Written by Melissa Bean Sterzick
Torrance Memorial is a nonprofit medical center recently recognized as a Best Hospital for the 10th straight year by U.S. News & World Report. Members of the surrounding community have come to expect world-class health care and physician expertise. What they might not expect are clowns and a clown school.

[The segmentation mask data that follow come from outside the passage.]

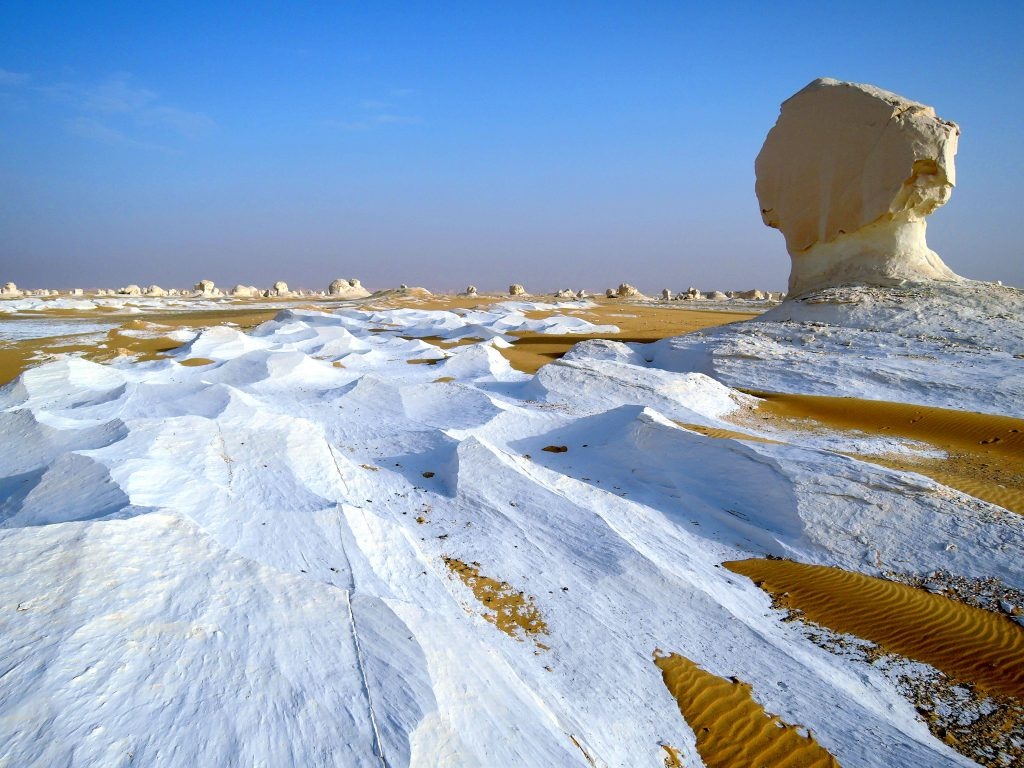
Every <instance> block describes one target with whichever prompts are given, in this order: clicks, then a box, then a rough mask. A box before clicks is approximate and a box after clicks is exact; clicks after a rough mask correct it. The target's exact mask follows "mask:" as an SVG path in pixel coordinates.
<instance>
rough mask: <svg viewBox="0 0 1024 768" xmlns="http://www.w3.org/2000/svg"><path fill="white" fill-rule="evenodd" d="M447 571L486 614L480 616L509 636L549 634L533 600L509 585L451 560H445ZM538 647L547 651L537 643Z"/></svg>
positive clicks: (446, 558) (454, 561) (474, 564)
mask: <svg viewBox="0 0 1024 768" xmlns="http://www.w3.org/2000/svg"><path fill="white" fill-rule="evenodd" d="M444 564H445V565H447V567H449V570H451V571H452V572H453V573H455V574H456V575H458V577H459V579H461V580H462V583H463V584H465V585H466V586H467V587H469V589H470V590H472V592H473V595H474V596H475V597H476V599H477V600H479V601H480V602H481V603H482V604H483V606H484V608H486V611H485V612H484V613H483V617H484V618H485V620H487V621H488V622H490V623H492V624H493V625H495V626H496V627H497V628H498V629H500V630H501V631H502V632H504V633H505V634H506V635H508V636H509V637H514V638H515V639H516V640H519V639H521V637H520V633H525V634H526V635H529V636H531V637H534V638H535V642H537V641H536V637H537V636H538V635H546V634H548V625H547V624H545V622H544V618H543V616H541V611H540V610H538V609H537V605H535V603H534V597H532V596H530V595H525V594H523V593H522V592H519V591H518V590H516V589H515V588H514V587H513V586H512V585H511V584H508V583H507V582H501V581H499V580H497V579H492V578H490V577H485V575H482V574H481V573H480V565H479V563H465V562H463V561H462V560H457V559H456V558H454V557H445V558H444ZM537 645H538V647H541V648H547V646H546V645H543V644H542V643H540V642H537Z"/></svg>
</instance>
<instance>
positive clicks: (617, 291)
mask: <svg viewBox="0 0 1024 768" xmlns="http://www.w3.org/2000/svg"><path fill="white" fill-rule="evenodd" d="M616 293H617V294H618V298H621V299H630V298H634V297H636V296H640V295H641V293H640V291H639V290H638V289H637V288H636V286H631V285H630V284H629V283H620V284H618V291H616Z"/></svg>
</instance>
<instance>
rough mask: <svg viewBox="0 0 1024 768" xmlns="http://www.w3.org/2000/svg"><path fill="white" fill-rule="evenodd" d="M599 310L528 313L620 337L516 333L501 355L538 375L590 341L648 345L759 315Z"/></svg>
mask: <svg viewBox="0 0 1024 768" xmlns="http://www.w3.org/2000/svg"><path fill="white" fill-rule="evenodd" d="M595 301H597V302H598V303H597V306H594V307H591V308H587V309H578V310H577V309H558V310H554V311H532V312H526V316H528V317H531V318H534V319H544V318H546V317H550V316H552V315H556V314H571V315H573V316H575V317H580V318H582V319H585V321H587V322H588V323H593V324H594V325H597V326H617V327H618V333H617V334H607V333H603V334H538V333H526V332H520V331H515V332H512V333H511V334H510V336H514V337H515V339H516V340H515V342H513V344H512V346H511V347H506V348H504V349H502V350H500V351H501V353H502V354H503V355H504V356H505V358H506V359H507V360H508V361H509V364H510V365H511V366H512V368H514V369H515V370H517V371H522V372H523V373H527V374H536V373H537V372H538V371H539V370H541V368H542V367H544V366H546V365H547V364H549V362H551V361H552V360H556V359H558V358H559V357H561V356H562V355H563V354H565V353H566V352H567V351H568V350H569V348H570V347H571V346H572V345H573V344H577V343H579V342H581V341H585V340H587V339H610V340H612V341H621V342H624V343H642V344H645V343H648V342H651V341H657V340H658V339H667V338H671V337H673V336H681V335H682V334H688V333H692V332H693V331H699V330H700V329H702V328H712V327H714V326H724V325H727V324H729V323H737V322H739V321H745V319H750V318H751V317H756V316H757V313H756V312H716V311H709V310H702V311H701V310H697V309H689V308H685V307H663V306H649V305H634V304H624V303H622V302H620V301H617V300H614V299H612V300H610V301H609V300H606V299H598V300H595Z"/></svg>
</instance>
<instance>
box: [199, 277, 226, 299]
mask: <svg viewBox="0 0 1024 768" xmlns="http://www.w3.org/2000/svg"><path fill="white" fill-rule="evenodd" d="M194 290H195V292H196V293H198V294H199V295H200V296H202V297H203V298H215V297H217V296H223V295H224V293H223V292H222V291H221V290H220V289H219V288H217V287H216V286H215V285H214V284H213V281H212V280H201V281H200V282H199V283H197V284H196V288H195V289H194Z"/></svg>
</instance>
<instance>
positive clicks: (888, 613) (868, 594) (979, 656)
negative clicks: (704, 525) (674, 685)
mask: <svg viewBox="0 0 1024 768" xmlns="http://www.w3.org/2000/svg"><path fill="white" fill-rule="evenodd" d="M723 565H724V566H725V567H727V568H729V569H730V570H732V571H734V572H736V573H742V574H743V575H745V577H748V578H750V579H751V580H753V581H754V583H755V584H757V585H758V586H759V587H761V589H763V590H765V591H766V592H768V593H769V594H771V595H772V597H773V598H774V599H775V601H776V604H778V605H782V606H785V607H787V608H792V609H798V610H801V611H803V614H804V616H805V617H806V618H807V620H808V621H810V622H814V623H815V624H819V625H822V626H824V627H827V628H828V629H830V630H834V631H836V632H841V633H848V634H851V635H856V636H857V637H861V638H864V639H865V640H869V641H871V642H872V643H876V644H877V645H879V646H881V648H882V649H883V650H884V651H887V652H892V653H898V654H900V655H903V656H907V657H909V658H914V659H918V660H920V662H925V663H926V664H930V665H932V666H933V667H935V668H936V669H938V670H941V671H942V672H944V673H945V674H946V675H948V676H950V677H952V678H955V679H958V680H963V681H966V682H970V683H974V684H975V685H977V686H978V687H979V688H981V689H984V690H987V691H990V692H992V693H996V694H1004V695H1008V696H1015V697H1017V698H1024V629H1022V628H1021V627H1019V626H1018V625H1017V624H1015V623H1014V622H1012V621H1011V620H1010V618H1008V617H1007V616H1005V615H1000V614H998V613H992V612H990V611H987V610H982V609H981V608H975V607H973V606H970V605H965V604H964V603H959V602H956V601H953V600H950V599H949V598H947V597H944V596H942V595H933V594H932V593H930V592H926V591H924V590H920V589H914V588H913V587H907V586H905V585H902V584H897V583H895V582H889V581H886V580H884V579H874V578H872V577H867V575H863V574H862V573H854V572H851V571H847V570H841V569H840V568H831V567H827V566H824V565H805V564H803V563H796V562H793V561H791V560H761V559H752V560H735V561H732V562H726V563H723Z"/></svg>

For 30+ years, Torrance Memorial’s Clowns on Rounds program has brought trained clowns to the hospital to cheer patients with smiles and a bit of laughter. The program inspired the creation of the Torrance Memorial Clown School, in operation since 1992.
Joyce Payne is the principal of the clown school and a Clowns on Rounds volunteer. Her clown name is Joy. “The art of hospital clowning involves being empathetic with a patient,” she says. “You acknowledge their condition by meeting them where they are, then taking them to a happier place.”
The Torrance Memorial clown school is open to anyone age 18 and older. The hospital offers this service to the community once a year for a nominal fee for supplies. During the six-week course, aspiring clowns learn basic clowning, including movement, makeup, costuming and improvisational techniques.
Retired pediatrician Bobbie Adler, also known as Polka Doc, is a Torrance Memorial clown school graduate and a longtime Clowns on Rounds volunteer. “It’s amazing what putting on a red nose does. It’s instantaneous,” she says. “Once you make that transition, you are in a place where you just do what works to make another person smile and laugh.”
Hospital clowning is different from basic clowning. “Caring clowning” is a style of clowning used in nursing homes, disaster zones, refugee camps and homeless shelters, as well as hospitals. After completing clown school, graduates may volunteer at the hospital by signing up to receive additional training and joining the Clowns on Rounds program.
“Torrance Memorial is very progressive in these kinds of modalities,” Bobbie says. “They were way ahead of their time, especially for a community hospital. Back in the ’90s, pet visits and clowns were new. It was very brave. And the programs are still around.”
One emphasis of caring clowning is being sensitive to the wants and needs of the patients. “We always inquire when we first present and ask if they would be interested in a visit from a clown,” Bobbie says. “They have the option to say no. And for children, that’s especially important. I really stress their need for empowerment in that situation.”
The longevity of the clown school and the Clowns on Rounds program is a testament to its value and impact. Bobbie says knowing the hospital and physicians value her presence as a clown is very gratifying.
“There’s an inner child in everyone that never goes away. Clowns tap into that,” she says. “You never really know how much of an impression you’ve made on someone during a clown visit and how they may carry positive memories of that visit with them for a long time.”
COVID-19 temporarily closed the clown school and grounded the program. But members of the group made an appearance at the 2021 Torrance Memorial Holiday Festival and recently began hospital visits again.
“My hope is we can resume the Torrance Memorial clown school in the fall,” Joy says. “People are hungry for distraction or diversion, and you don’t have to want to perform as a clown. The course is just a fun thing to do.”